I’m not sure if this family meant to say they were scraping the bottom of the barrel, but their intention come across:
(October 24, 1968, Michigan)
I am writing you because we understand that Florida has an abundance of Cuban children waiting to be adopted, but who are often “hard to place” and therefore may be waiting in vain. My husband and I would like to adopt a child, but not the beautiful, blonde, blue-eyed little girl on the Ivory Soap ad who would have no trouble being adopted….Instead, we want to adopt a child who might not otherwise find a home, a Cuban child, or Puerto Rican or Mexican.
And then there’s this guy:
(May 27, 1962, South Dakota)
I keep reading about the children that are sent here to escape the unfortunate situation in Cuba. I am a musician [who] used to be in orchestras and universities as a teacher. Now I am teaching here in a small college, and we have no brass players. They are strained, and I would like to get some youngster or youngsters who would like to play a brass instrument, give them free lessons, take them in, and make something of them.
Anyway, in my heart I would have wanted to tell everyone in Cuba that the people in America love them and wanted to help their children, but now, here at lunch today just isn’t the place.
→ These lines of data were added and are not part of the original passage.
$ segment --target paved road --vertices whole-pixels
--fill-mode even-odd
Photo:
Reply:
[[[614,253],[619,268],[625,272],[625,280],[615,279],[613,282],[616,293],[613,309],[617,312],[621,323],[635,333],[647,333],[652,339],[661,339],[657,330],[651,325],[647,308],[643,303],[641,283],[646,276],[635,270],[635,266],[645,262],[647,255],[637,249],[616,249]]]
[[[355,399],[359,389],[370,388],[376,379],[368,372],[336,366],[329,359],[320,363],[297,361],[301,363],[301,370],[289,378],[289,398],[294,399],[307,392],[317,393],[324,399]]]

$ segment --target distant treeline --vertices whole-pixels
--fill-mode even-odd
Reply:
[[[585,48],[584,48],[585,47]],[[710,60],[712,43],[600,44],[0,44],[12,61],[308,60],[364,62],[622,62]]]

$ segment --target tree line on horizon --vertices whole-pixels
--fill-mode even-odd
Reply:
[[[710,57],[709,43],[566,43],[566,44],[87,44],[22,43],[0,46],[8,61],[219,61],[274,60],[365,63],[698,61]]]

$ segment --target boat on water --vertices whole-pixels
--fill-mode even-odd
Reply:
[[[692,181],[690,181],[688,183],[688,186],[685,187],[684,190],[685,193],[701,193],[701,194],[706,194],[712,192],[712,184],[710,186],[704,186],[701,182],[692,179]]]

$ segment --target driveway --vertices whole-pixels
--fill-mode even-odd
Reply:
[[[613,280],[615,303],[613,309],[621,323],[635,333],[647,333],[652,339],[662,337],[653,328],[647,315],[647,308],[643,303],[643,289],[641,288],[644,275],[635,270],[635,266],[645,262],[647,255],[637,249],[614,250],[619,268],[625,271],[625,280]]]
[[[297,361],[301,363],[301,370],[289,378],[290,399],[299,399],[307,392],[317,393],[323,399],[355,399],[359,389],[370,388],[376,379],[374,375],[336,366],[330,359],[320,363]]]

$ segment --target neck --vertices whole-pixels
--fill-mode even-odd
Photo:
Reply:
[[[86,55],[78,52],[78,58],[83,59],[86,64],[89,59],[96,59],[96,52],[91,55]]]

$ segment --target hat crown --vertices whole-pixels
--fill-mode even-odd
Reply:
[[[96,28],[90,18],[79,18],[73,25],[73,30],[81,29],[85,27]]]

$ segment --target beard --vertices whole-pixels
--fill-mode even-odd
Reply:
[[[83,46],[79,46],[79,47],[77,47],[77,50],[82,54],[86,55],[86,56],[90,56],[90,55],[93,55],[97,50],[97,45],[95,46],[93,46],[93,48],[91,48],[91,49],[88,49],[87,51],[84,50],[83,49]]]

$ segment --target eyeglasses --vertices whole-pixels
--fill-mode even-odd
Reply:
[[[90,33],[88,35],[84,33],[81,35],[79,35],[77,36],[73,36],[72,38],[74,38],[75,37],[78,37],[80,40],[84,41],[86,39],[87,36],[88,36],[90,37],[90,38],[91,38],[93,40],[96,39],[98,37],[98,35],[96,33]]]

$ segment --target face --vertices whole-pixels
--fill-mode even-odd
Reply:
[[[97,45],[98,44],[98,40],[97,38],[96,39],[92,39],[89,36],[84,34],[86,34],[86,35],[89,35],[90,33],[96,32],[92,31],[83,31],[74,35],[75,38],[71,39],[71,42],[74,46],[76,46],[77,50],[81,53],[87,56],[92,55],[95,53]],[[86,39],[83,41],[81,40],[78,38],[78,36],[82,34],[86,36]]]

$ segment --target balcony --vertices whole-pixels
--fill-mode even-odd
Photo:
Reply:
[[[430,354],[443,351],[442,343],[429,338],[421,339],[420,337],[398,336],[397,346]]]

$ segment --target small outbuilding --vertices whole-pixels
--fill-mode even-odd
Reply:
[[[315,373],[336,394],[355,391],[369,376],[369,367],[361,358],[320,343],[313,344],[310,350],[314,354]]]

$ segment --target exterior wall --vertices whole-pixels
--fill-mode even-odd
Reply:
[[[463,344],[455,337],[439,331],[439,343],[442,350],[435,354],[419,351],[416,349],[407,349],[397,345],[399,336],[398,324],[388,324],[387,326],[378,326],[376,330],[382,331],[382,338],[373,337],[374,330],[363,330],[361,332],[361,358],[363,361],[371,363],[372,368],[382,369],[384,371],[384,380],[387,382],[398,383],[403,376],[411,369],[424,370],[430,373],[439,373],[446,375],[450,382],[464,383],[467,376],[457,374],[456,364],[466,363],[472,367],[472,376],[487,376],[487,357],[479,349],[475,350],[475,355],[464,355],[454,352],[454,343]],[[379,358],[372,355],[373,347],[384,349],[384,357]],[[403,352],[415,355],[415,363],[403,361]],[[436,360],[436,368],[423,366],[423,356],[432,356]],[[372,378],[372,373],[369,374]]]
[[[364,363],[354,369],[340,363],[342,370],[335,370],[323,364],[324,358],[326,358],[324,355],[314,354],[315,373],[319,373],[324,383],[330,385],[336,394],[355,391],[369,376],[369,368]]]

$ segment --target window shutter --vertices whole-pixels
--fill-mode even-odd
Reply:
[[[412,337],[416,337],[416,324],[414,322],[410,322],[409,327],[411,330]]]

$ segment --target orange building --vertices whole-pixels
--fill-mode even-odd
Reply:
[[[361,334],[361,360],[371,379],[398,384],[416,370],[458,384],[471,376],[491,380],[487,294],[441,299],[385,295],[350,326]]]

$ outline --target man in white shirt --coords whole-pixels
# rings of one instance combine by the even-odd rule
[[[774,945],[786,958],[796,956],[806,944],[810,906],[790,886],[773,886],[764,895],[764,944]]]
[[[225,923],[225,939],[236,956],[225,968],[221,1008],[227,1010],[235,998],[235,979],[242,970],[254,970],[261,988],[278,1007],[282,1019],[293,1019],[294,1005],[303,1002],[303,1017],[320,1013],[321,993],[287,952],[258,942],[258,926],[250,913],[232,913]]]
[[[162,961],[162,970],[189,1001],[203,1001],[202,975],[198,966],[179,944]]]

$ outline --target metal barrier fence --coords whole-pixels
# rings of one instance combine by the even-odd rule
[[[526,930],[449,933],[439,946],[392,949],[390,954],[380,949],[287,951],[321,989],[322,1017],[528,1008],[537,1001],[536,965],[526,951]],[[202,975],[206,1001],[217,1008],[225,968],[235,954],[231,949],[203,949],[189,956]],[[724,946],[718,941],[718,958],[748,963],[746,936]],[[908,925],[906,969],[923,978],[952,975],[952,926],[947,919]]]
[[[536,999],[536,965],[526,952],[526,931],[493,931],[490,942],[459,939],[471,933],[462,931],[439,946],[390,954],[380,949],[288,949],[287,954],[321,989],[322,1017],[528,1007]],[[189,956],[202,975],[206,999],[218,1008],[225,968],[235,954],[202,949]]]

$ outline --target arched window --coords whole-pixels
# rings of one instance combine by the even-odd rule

Kennedy is gone, Khrushchev is gone, the world has changed. I’m ready to talk about Cuba here and now and not focus on the past but I can’t think of real questions to ask them, hard questions about politics and opportunity and access to the outside world. Instead we talk about the status of Puerto Rico, which everyone has something to say about.
Lunch winds down and the man with the cars on his tie leaves us. Machete goes back to the taxi to return a call and Mom takes me through a garden to show me where she walked with my father a few months ago, here.
She points to a bench where they had sat together. I can’t even begin to imagine he had as much fun as I’m having, even without lecturing on the Cuban Revolution.